Monitor recall, not just latency. It's tempting to optimize purely for speed — and binary quantization does sacrifice some recall. We run weekly recall benchmarks against a golden dataset of 5,000 query-profile pairs where recruiters manually rated relevance. This catches drift before it affects user experience. So far, we've maintained above 95% recall@100 against the full-precision baseline.

Payload indexing is underrated. We index nearly 30 fields per profile as payloads — everything from skills and job titles to education, certifications, and company history. At our scale, the difference between a well-indexed payload filter and a naive one is the difference between 50ms and 5 seconds. Indexing these fields as keyword payloads in Qdrant allows them to participate in the HNSW search rather than being applied as a post-filter.

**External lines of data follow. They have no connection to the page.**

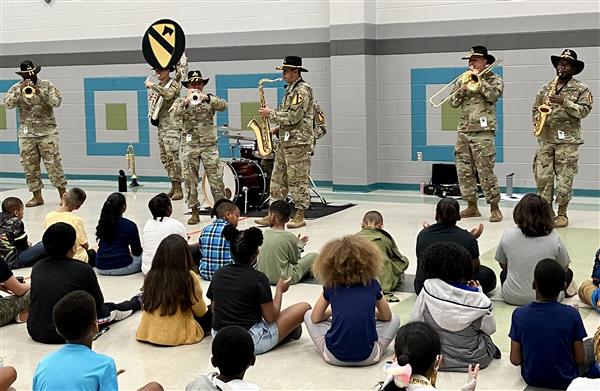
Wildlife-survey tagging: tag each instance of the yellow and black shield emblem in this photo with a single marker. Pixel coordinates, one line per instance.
(297, 99)
(163, 44)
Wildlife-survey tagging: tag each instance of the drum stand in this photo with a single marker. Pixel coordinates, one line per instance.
(313, 188)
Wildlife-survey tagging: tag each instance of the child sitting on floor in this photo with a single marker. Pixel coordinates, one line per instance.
(159, 227)
(455, 306)
(242, 296)
(172, 300)
(119, 247)
(76, 366)
(215, 249)
(14, 247)
(279, 255)
(547, 336)
(351, 323)
(416, 361)
(394, 263)
(72, 201)
(233, 354)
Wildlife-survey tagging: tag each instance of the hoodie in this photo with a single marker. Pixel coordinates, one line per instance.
(463, 320)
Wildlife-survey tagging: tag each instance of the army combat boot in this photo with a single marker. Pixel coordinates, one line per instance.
(177, 192)
(495, 214)
(561, 221)
(195, 219)
(35, 200)
(471, 211)
(298, 220)
(170, 193)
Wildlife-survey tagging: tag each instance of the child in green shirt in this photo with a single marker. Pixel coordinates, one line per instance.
(394, 263)
(280, 252)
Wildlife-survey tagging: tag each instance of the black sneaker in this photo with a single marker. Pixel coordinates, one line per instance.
(293, 335)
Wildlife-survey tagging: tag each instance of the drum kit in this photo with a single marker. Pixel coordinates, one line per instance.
(244, 180)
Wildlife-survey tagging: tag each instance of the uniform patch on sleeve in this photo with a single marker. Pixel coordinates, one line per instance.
(297, 99)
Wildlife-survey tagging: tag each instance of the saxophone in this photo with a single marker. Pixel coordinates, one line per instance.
(544, 109)
(261, 127)
(155, 101)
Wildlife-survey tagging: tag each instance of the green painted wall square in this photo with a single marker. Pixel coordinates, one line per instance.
(450, 117)
(116, 116)
(3, 117)
(248, 110)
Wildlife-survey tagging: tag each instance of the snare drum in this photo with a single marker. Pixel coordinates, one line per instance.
(243, 178)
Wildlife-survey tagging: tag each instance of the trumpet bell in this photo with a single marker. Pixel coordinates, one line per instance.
(544, 109)
(195, 99)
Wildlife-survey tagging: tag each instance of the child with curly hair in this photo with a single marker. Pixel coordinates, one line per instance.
(351, 323)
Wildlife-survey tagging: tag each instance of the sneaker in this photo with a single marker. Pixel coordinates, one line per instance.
(293, 336)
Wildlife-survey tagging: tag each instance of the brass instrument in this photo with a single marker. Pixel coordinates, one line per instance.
(28, 91)
(544, 109)
(469, 78)
(155, 101)
(261, 127)
(130, 157)
(195, 98)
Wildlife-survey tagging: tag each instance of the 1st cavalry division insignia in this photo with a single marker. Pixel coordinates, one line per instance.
(163, 44)
(297, 99)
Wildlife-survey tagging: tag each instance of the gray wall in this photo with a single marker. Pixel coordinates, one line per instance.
(361, 73)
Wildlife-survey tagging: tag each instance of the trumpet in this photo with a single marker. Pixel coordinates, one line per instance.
(544, 110)
(195, 98)
(471, 79)
(130, 157)
(28, 91)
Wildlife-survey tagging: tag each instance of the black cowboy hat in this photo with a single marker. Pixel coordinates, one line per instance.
(194, 76)
(171, 69)
(28, 69)
(570, 56)
(480, 51)
(293, 62)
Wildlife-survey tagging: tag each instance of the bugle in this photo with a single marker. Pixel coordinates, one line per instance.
(471, 79)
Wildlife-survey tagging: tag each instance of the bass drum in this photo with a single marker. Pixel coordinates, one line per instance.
(240, 177)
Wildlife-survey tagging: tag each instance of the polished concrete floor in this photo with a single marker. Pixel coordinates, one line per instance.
(296, 365)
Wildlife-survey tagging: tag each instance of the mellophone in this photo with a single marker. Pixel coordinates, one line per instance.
(243, 177)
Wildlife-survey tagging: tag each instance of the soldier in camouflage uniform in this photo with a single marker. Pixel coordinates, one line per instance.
(38, 135)
(475, 146)
(558, 143)
(199, 139)
(169, 132)
(320, 130)
(295, 118)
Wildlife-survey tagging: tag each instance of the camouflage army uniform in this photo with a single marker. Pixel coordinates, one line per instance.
(296, 141)
(169, 132)
(199, 139)
(475, 146)
(558, 144)
(38, 135)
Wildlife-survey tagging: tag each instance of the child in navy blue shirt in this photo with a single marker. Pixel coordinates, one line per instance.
(76, 366)
(351, 323)
(119, 247)
(547, 336)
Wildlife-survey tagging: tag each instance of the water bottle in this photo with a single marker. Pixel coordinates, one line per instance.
(509, 180)
(122, 182)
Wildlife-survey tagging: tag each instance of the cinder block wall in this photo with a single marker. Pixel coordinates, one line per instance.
(368, 60)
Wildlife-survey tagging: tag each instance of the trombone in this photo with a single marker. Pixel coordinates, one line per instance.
(470, 78)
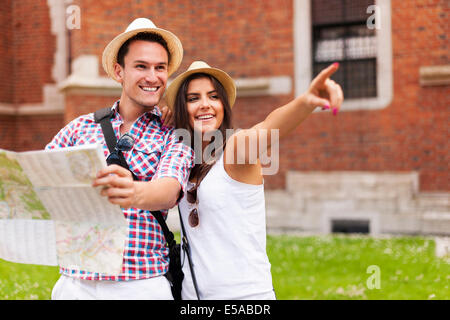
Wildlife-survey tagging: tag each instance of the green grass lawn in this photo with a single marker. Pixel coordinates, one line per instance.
(325, 267)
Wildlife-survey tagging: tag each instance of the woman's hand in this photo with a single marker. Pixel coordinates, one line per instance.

Getting the payload schema right was one of the highest-leverage decisions in the whole architecture.

What's next

We're working on a few improvements to the search pipeline:

Query understanding with LLMs — using a small language model to parse recruiter queries into structured intents before searching, separating semantic requirements from hard filters automatically
Personalized ranking — incorporating recruiter-specific signals (past hiring patterns, role preferences) into the reranking step
Real-time index updates — moving from batch indexing to streaming updates so new profiles are searchable within minutes of being added

The core architecture — Qdrant, hybrid retrieval, cross-encoder reranking — has held up well as we've scaled from 100M to 800M+ profiles. The search quality that comes from this three-layer approach is what keeps recruiters using the product daily.